The Climate Conference that took place in Paris at the end of 2015 seems like it didn’t even end because all the promises made remained just that, promises. Everybody was rooting for a better planet, had expectations for others to start behaving and saving, but climate change starts with us.

The majority of topics discussed at the Climate Conference in Paris revolved around our burning need of replacing fossil fuels with sustainable energy. To give people who want to make a change a choice between solar panels and power plant electricity. The talks revolved around energy, a better education and plans on how to keep greenhouse gases under control. A fight against pollution, more precisely against the big polluters.

But what the members forgot is that we can’t save our planet by making other people do something that we deem healthy for mother Earth, no, climate change starts with us. And we can start by pointing out just how much water, oxygen and acres of forest were used and destroyed so that the participants could enjoy a beef steak after the conference.

If we look at the numbers, big facilities that emit high amounts of carbon dioxide are a small percentage (13%) out of the total of pollution factors. The higher polluter is not a plant that uses fossil fuels and emits thick, grey carbon smoke, although they are not innocent, either. No, the main culprit are livestock.

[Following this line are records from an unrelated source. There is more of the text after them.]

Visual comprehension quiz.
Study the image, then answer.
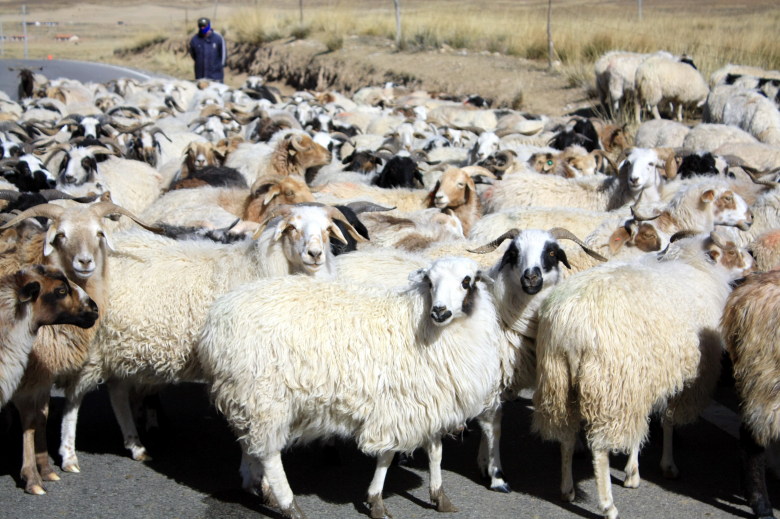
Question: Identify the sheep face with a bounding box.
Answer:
[409,258,489,326]
[43,208,111,279]
[499,229,571,295]
[618,148,665,196]
[700,188,753,231]
[274,206,347,274]
[14,265,98,329]
[429,168,476,209]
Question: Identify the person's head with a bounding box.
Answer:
[198,17,211,34]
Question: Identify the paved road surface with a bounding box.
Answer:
[0,59,170,101]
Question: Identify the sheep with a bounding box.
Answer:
[0,265,98,406]
[0,201,157,494]
[470,227,606,492]
[635,56,710,122]
[721,270,780,519]
[481,148,665,212]
[60,204,364,471]
[224,132,331,185]
[428,168,482,236]
[197,258,500,518]
[533,236,751,519]
[634,119,688,149]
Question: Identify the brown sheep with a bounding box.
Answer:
[427,168,482,237]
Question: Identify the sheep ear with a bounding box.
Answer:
[409,268,428,283]
[19,281,41,303]
[328,223,347,245]
[43,223,57,257]
[263,184,282,205]
[274,218,290,241]
[474,270,494,285]
[609,227,631,254]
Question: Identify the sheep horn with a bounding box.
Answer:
[0,204,65,230]
[347,201,395,214]
[740,165,780,187]
[549,227,607,261]
[467,228,520,254]
[631,205,661,222]
[89,201,163,234]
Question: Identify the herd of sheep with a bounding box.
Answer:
[0,47,780,519]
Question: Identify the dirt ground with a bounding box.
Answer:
[0,1,592,115]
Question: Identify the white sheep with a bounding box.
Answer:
[635,56,710,122]
[533,237,751,519]
[60,204,363,471]
[481,148,665,212]
[197,258,500,518]
[721,270,780,519]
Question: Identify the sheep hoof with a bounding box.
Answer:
[661,465,680,479]
[41,472,60,481]
[62,462,81,474]
[490,483,512,494]
[24,484,46,496]
[431,488,458,513]
[366,495,393,519]
[281,500,306,519]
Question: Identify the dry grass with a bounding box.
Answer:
[224,0,780,84]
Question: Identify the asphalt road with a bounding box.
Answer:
[0,60,780,519]
[0,59,168,101]
[0,378,780,519]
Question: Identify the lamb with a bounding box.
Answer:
[721,270,780,519]
[60,204,364,471]
[482,148,665,212]
[192,258,501,518]
[0,201,157,494]
[428,168,482,236]
[0,265,98,406]
[635,56,710,122]
[533,236,751,519]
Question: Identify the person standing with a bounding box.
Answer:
[190,18,227,83]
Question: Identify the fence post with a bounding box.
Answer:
[393,0,401,50]
[22,4,28,59]
[547,0,555,70]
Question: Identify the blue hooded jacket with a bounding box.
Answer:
[190,29,227,81]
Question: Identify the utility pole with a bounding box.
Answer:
[22,4,28,59]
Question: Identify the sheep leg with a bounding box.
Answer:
[561,431,577,503]
[262,451,306,519]
[623,445,640,488]
[739,424,774,519]
[239,443,279,508]
[477,407,512,493]
[428,437,458,512]
[661,418,680,479]
[107,380,151,461]
[14,396,48,496]
[366,451,395,519]
[593,449,618,519]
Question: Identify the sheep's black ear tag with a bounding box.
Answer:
[19,281,41,303]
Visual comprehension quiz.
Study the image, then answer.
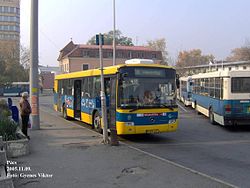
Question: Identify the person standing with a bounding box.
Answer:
[19,92,31,139]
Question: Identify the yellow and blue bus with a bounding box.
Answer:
[192,70,250,126]
[2,82,30,97]
[54,62,178,135]
[178,76,193,106]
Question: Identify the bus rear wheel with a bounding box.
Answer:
[63,106,69,120]
[93,112,102,134]
[209,109,216,125]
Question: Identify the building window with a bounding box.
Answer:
[108,52,113,58]
[83,51,89,57]
[128,51,132,59]
[82,64,89,70]
[140,52,144,59]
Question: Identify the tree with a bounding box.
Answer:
[227,41,250,61]
[87,30,134,46]
[20,45,30,70]
[146,38,168,65]
[176,49,214,67]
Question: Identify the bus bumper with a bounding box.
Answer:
[224,116,250,126]
[116,120,178,135]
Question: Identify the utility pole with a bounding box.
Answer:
[30,0,40,130]
[113,0,116,65]
[96,33,109,144]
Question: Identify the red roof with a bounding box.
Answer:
[78,44,157,52]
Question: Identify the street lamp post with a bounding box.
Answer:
[113,0,116,65]
[30,0,40,130]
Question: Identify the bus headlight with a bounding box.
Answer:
[168,119,176,124]
[125,122,135,126]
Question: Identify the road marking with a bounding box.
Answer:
[177,102,187,112]
[124,143,238,188]
[129,140,250,146]
[41,108,238,188]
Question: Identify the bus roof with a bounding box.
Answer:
[55,64,173,80]
[191,70,250,79]
[11,82,30,85]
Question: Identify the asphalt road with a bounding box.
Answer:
[37,96,250,187]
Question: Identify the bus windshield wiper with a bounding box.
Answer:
[129,106,139,112]
[160,104,176,110]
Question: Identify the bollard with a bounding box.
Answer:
[0,136,4,151]
[110,128,119,146]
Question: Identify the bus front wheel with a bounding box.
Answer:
[63,106,69,120]
[209,109,216,125]
[93,112,102,133]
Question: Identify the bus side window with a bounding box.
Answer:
[82,78,90,98]
[93,76,101,97]
[87,77,94,98]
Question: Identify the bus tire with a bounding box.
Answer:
[194,101,201,115]
[209,108,216,125]
[93,111,103,134]
[63,105,69,120]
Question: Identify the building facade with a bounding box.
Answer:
[57,41,163,73]
[0,0,20,61]
[38,65,60,90]
[176,61,250,76]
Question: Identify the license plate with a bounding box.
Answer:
[146,129,160,134]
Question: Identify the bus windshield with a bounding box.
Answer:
[118,77,176,108]
[231,77,250,93]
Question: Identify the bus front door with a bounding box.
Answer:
[74,80,82,119]
[108,77,117,130]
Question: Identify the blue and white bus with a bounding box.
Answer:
[3,82,30,97]
[192,70,250,126]
[178,76,192,106]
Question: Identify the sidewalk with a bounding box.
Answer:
[12,109,234,188]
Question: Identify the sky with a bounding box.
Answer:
[21,0,250,66]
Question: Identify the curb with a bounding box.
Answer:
[0,136,14,188]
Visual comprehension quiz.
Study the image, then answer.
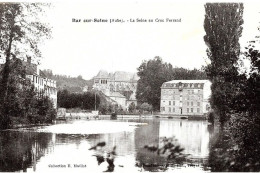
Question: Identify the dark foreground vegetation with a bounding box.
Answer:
[204,3,260,172]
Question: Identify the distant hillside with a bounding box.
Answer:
[42,70,94,93]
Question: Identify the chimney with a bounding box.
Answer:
[27,56,32,64]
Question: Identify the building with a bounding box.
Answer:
[1,57,57,108]
[23,57,57,109]
[93,70,139,109]
[161,80,211,115]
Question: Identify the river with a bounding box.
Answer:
[0,119,217,172]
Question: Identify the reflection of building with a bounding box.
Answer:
[161,80,211,115]
[93,70,139,108]
[159,120,209,158]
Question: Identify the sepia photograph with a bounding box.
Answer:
[0,0,260,173]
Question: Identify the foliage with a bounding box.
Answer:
[204,3,244,124]
[0,3,50,128]
[139,103,153,112]
[57,89,100,110]
[209,46,260,172]
[136,57,206,110]
[0,59,56,129]
[141,137,188,172]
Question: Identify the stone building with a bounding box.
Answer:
[23,57,57,109]
[93,70,139,109]
[161,80,211,115]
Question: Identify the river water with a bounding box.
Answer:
[0,119,214,172]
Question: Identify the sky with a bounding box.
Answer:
[36,1,260,79]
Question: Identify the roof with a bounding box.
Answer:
[165,80,210,83]
[95,70,109,78]
[109,92,125,98]
[113,71,134,81]
[94,70,139,82]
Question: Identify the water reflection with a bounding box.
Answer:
[0,131,53,172]
[159,120,209,158]
[0,119,214,172]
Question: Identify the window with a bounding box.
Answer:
[161,107,165,111]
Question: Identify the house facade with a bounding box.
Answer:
[160,80,211,115]
[93,70,139,109]
[22,57,57,109]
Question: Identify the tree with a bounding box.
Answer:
[204,3,243,124]
[128,102,136,113]
[0,3,50,127]
[140,103,153,112]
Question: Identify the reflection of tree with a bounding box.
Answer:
[208,122,260,172]
[139,137,188,171]
[0,132,51,172]
[89,142,116,172]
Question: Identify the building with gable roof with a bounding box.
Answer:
[93,70,139,109]
[161,80,211,115]
[0,57,57,108]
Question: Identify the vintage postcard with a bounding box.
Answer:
[0,0,260,172]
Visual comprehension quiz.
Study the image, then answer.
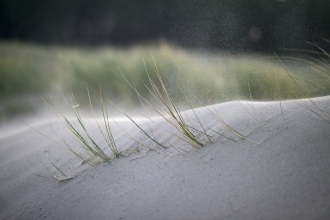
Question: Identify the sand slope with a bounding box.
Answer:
[0,97,330,219]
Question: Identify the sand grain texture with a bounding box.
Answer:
[0,97,330,220]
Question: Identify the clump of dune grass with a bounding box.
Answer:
[28,87,120,169]
[276,40,330,123]
[111,55,243,153]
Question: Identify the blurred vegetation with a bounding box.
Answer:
[0,42,330,120]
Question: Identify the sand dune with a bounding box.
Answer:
[0,97,330,219]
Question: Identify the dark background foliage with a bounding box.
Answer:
[0,0,330,52]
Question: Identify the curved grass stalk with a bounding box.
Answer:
[87,86,120,157]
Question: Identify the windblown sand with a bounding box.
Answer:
[0,97,330,220]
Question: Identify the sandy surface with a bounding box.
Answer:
[0,97,330,220]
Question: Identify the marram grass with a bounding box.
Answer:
[20,41,330,179]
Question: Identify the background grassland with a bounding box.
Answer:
[0,42,330,120]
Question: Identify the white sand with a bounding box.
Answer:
[0,97,330,219]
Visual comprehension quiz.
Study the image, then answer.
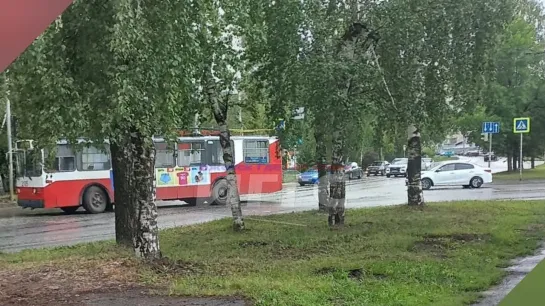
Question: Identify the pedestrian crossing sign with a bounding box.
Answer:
[513,118,530,134]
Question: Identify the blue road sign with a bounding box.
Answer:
[513,118,530,134]
[482,122,500,134]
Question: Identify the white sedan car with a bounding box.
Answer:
[422,161,492,190]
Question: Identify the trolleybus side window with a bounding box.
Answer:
[50,145,76,172]
[178,141,206,167]
[155,142,176,168]
[243,140,269,164]
[78,146,111,171]
[206,140,235,165]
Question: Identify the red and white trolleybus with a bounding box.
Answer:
[16,136,282,213]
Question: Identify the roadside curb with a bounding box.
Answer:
[472,244,545,306]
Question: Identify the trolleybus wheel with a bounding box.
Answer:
[83,186,108,214]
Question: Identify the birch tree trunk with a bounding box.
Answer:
[110,132,161,259]
[314,120,329,212]
[205,67,245,231]
[407,125,424,206]
[327,122,346,227]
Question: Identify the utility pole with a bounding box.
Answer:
[519,133,523,181]
[488,133,492,168]
[6,98,15,201]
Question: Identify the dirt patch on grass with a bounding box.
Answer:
[409,233,492,258]
[0,259,248,306]
[314,267,386,281]
[146,257,203,276]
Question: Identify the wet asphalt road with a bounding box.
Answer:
[0,157,545,252]
[0,177,545,252]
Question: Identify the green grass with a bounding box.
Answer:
[0,201,545,306]
[500,261,545,306]
[282,170,299,183]
[494,165,545,181]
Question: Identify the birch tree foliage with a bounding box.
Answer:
[370,0,516,205]
[190,0,256,231]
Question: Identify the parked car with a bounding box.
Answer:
[367,161,390,176]
[416,161,492,190]
[439,151,454,157]
[297,168,319,186]
[386,158,409,177]
[422,157,433,170]
[344,162,363,180]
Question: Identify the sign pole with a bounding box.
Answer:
[6,98,15,201]
[519,133,524,181]
[488,133,492,168]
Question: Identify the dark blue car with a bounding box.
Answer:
[297,169,319,186]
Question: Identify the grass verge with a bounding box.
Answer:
[494,165,545,181]
[0,201,545,305]
[282,170,299,183]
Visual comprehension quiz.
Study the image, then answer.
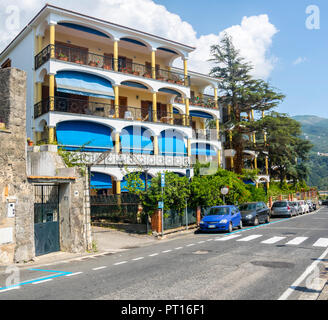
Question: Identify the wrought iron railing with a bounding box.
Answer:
[192,129,218,141]
[35,44,190,86]
[34,97,191,126]
[175,95,216,109]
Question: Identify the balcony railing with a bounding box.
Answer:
[65,151,191,168]
[192,129,218,141]
[35,44,190,86]
[175,95,216,109]
[34,97,191,126]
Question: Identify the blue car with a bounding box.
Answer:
[199,205,243,232]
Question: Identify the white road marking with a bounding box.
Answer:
[313,238,328,248]
[237,234,262,242]
[0,286,21,293]
[261,237,286,244]
[286,237,309,246]
[278,245,328,300]
[32,279,53,284]
[132,257,144,261]
[215,234,240,241]
[66,272,83,277]
[92,266,107,271]
[149,253,158,257]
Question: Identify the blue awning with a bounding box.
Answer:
[191,143,217,156]
[90,172,113,189]
[189,111,213,119]
[56,71,115,99]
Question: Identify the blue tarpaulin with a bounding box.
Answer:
[56,71,115,99]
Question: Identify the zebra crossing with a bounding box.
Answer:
[214,234,328,248]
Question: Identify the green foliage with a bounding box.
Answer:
[127,172,190,213]
[251,112,312,188]
[189,169,251,207]
[121,171,145,196]
[210,34,285,174]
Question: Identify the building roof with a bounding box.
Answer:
[0,4,196,57]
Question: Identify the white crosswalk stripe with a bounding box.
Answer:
[215,234,240,241]
[237,234,262,242]
[261,237,286,244]
[313,238,328,248]
[286,237,309,246]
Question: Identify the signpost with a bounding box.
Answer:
[221,187,229,204]
[161,173,165,237]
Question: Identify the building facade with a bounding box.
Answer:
[0,5,224,194]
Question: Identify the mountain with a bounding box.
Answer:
[293,115,328,190]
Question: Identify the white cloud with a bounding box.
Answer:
[0,0,278,78]
[293,57,307,65]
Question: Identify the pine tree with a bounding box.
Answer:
[209,34,285,174]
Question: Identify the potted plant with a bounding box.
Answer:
[58,52,68,61]
[89,60,99,67]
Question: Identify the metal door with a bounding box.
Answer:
[34,185,60,256]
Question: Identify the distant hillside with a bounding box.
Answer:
[293,115,328,190]
[293,116,328,153]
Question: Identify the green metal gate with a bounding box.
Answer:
[34,185,60,256]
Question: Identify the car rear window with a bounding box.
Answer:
[273,202,287,208]
[207,208,229,216]
[239,203,256,211]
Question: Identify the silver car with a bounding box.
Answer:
[271,200,297,217]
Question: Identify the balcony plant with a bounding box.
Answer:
[58,52,68,61]
[104,64,112,70]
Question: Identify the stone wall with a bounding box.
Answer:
[0,68,34,264]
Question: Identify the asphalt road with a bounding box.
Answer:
[0,208,328,300]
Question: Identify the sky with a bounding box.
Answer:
[0,0,328,118]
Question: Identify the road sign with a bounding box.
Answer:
[161,173,165,188]
[221,187,229,195]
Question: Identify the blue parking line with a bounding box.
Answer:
[228,219,286,234]
[0,269,72,292]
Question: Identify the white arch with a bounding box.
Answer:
[120,35,152,51]
[120,78,154,92]
[57,18,115,40]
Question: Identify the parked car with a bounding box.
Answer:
[239,202,270,226]
[271,200,297,217]
[199,205,243,232]
[299,200,309,214]
[306,200,314,212]
[292,201,303,215]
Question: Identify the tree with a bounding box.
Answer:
[127,172,190,213]
[210,34,285,174]
[250,112,312,185]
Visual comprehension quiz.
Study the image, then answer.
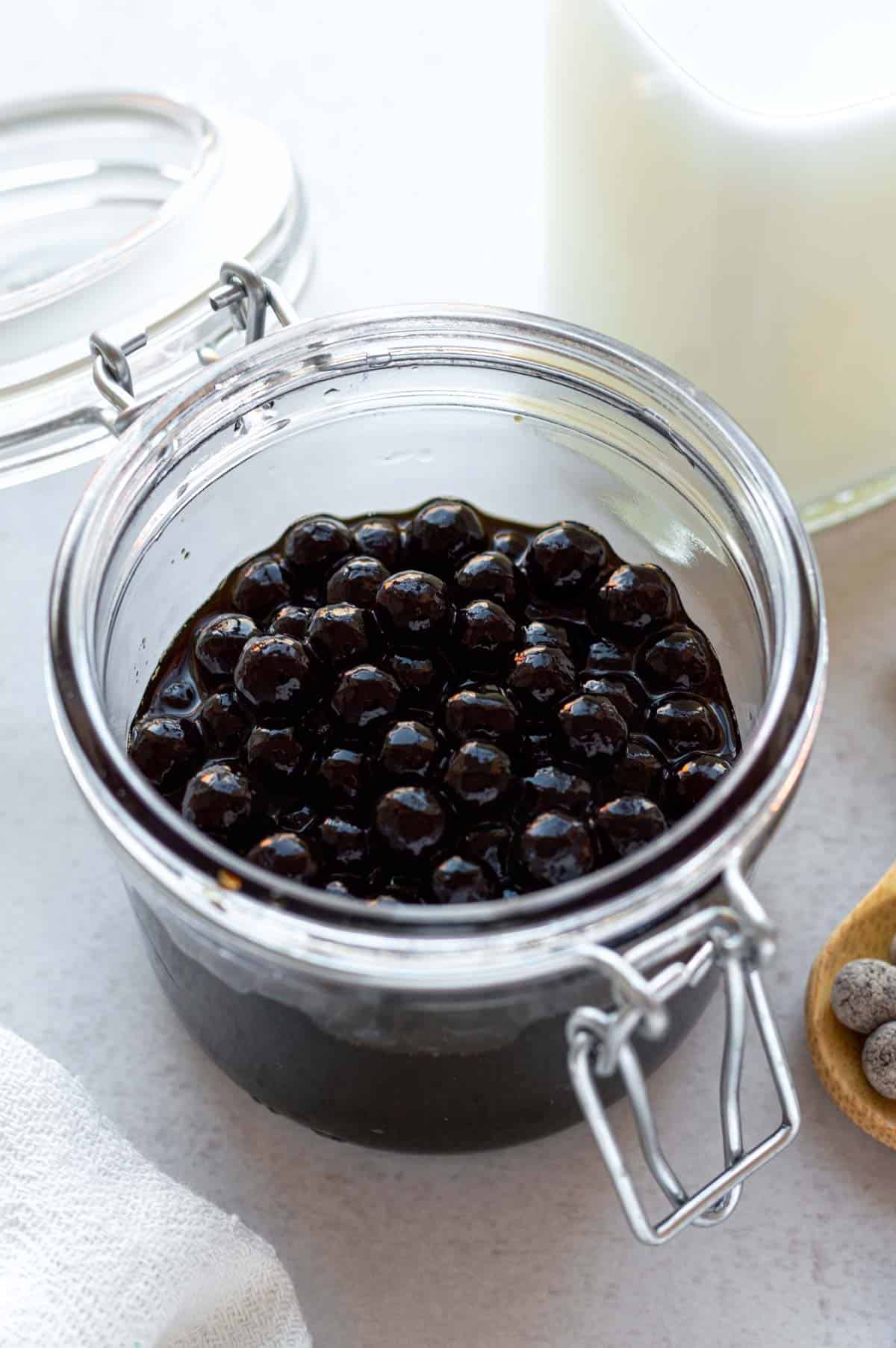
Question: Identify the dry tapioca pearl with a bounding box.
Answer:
[332,665,402,730]
[597,562,680,631]
[492,529,529,565]
[355,516,402,571]
[612,735,665,798]
[181,763,252,839]
[308,604,370,668]
[464,824,514,884]
[231,553,290,623]
[376,571,452,645]
[652,697,725,757]
[523,763,591,819]
[444,740,514,810]
[245,725,308,792]
[444,683,517,740]
[375,786,447,860]
[159,678,196,712]
[594,795,668,857]
[128,715,202,792]
[407,500,485,576]
[246,833,318,883]
[268,604,314,642]
[558,693,628,765]
[326,556,390,608]
[384,651,444,703]
[454,553,516,605]
[431,856,492,903]
[521,618,571,653]
[582,674,641,722]
[526,519,612,601]
[380,721,439,777]
[233,633,315,720]
[320,814,369,871]
[199,690,252,755]
[283,515,355,577]
[508,646,576,715]
[638,627,712,692]
[520,810,594,887]
[318,748,367,806]
[672,754,730,810]
[193,613,256,682]
[457,598,516,670]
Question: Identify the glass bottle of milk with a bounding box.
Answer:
[548,0,896,527]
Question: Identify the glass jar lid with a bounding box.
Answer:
[0,93,310,487]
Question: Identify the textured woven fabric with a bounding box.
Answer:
[0,1028,311,1348]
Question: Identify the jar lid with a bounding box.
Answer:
[0,93,310,487]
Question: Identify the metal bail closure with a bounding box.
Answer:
[90,261,298,435]
[566,859,800,1246]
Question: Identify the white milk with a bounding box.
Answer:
[548,0,896,523]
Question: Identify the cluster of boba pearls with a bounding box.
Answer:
[129,500,738,903]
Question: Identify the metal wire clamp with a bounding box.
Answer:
[567,861,800,1246]
[90,261,298,435]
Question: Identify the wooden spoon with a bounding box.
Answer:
[806,866,896,1150]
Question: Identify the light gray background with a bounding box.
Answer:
[0,0,896,1348]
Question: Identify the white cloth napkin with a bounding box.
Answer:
[0,1028,311,1348]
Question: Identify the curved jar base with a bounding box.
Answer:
[131,892,715,1152]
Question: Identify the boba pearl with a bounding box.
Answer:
[520,810,594,887]
[594,795,668,856]
[308,604,370,670]
[526,519,610,603]
[233,553,290,623]
[193,613,256,682]
[431,856,492,903]
[638,627,712,692]
[444,740,514,810]
[353,516,402,571]
[199,690,252,757]
[444,683,517,740]
[862,1020,896,1100]
[283,515,355,578]
[457,598,516,668]
[326,556,390,608]
[651,695,725,757]
[558,693,628,767]
[454,553,516,605]
[181,763,252,839]
[376,571,452,645]
[523,763,591,819]
[375,786,447,860]
[597,562,679,631]
[128,715,202,792]
[508,646,576,715]
[831,960,896,1034]
[332,665,402,730]
[408,500,485,576]
[268,604,314,642]
[246,833,318,883]
[245,725,308,792]
[320,814,368,871]
[233,633,314,720]
[380,721,439,777]
[672,754,730,810]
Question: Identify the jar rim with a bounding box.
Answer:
[49,306,827,976]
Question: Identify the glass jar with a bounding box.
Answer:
[50,295,826,1239]
[547,0,896,529]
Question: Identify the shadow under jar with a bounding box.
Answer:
[50,308,824,1223]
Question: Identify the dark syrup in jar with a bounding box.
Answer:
[129,499,740,904]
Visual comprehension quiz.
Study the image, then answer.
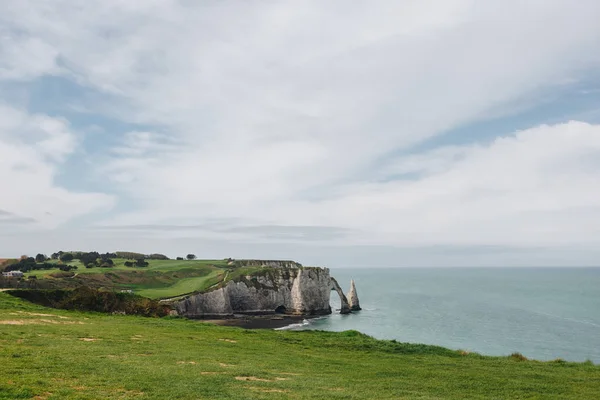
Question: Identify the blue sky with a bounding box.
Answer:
[0,0,600,267]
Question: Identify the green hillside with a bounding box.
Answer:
[0,293,600,400]
[4,258,235,299]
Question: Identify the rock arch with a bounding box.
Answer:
[331,277,350,314]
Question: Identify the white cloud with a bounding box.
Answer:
[0,105,113,232]
[0,0,600,260]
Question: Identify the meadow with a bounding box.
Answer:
[1,258,230,299]
[0,293,600,400]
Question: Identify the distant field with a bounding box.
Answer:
[0,293,600,400]
[135,270,225,299]
[1,258,229,299]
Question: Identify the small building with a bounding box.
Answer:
[2,271,23,278]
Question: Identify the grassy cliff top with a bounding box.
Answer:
[3,258,310,299]
[0,293,600,400]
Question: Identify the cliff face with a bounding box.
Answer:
[346,279,361,311]
[175,268,336,318]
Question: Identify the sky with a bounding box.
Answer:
[0,0,600,267]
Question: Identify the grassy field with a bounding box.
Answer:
[0,293,600,400]
[2,259,230,299]
[135,270,225,299]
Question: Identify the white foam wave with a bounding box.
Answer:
[275,316,327,331]
[275,319,310,331]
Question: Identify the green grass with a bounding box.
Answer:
[9,259,231,298]
[136,270,225,299]
[0,293,600,400]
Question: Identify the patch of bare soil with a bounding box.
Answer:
[248,386,289,393]
[235,376,290,382]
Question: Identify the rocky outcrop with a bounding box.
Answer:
[174,267,338,318]
[346,279,361,311]
[331,277,350,314]
[230,259,302,268]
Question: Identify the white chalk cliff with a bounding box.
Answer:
[174,267,358,318]
[346,279,361,311]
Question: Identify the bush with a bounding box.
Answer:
[510,353,527,361]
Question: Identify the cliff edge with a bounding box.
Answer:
[173,264,358,318]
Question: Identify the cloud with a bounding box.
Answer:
[0,0,600,262]
[0,104,114,229]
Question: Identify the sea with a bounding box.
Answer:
[283,268,600,364]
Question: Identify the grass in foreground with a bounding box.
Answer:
[0,293,600,399]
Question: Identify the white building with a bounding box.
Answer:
[2,271,23,278]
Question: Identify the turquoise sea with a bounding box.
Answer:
[288,268,600,363]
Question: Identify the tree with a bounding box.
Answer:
[60,253,74,262]
[135,258,149,267]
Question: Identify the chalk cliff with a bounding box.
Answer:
[174,267,350,318]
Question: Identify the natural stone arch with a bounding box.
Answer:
[331,277,350,314]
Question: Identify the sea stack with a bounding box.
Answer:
[346,279,361,311]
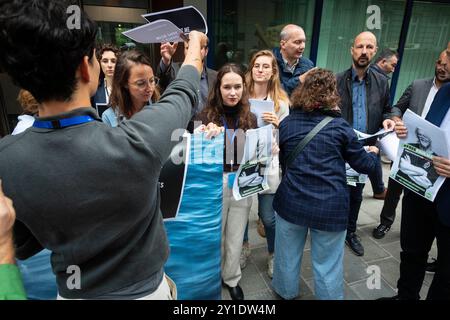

Numbers aren’t clear yet because studies have only been conducted on small samples of livestock, but it is estimated that pollution figures are somewhere in between 14.5% and 51%. It is a harder concept to grasp than the idea of evil factories, but it is true. A cow pollutes more than an average American with an old coughing car and a habit of long showers and grills. Such a thing is possible because a cow’s manure contains large quantities of nitrogen dioxide, a gas that has a warming potential 289 times greater than carbon dioxide.

But the danger is not only in the manure. A flock of livestock consumes incredible amounts of water. It takes approximately 1850 gallons to obtain only a pound of beef. By comparison, an average American with a taste for daily refreshing showers needs 3.5 months to reach such an amount of water consumed.

Cows are raised for food consumption, but what about their diet? A great part of the Amazon forest was cut down in order to create more grasslands in order to feed the cattle. Those trees used to filter the carbon dioxide. The cows release methane.

The conclusion is, obviously, not to kill all the cows and start a vegan diet, but change starts with us. We could start by adopting a more diverse diet, shrinking our red meat necessities. We need to limit the numbers of animals raised for human consumption because we are hurting the planet more than we expected.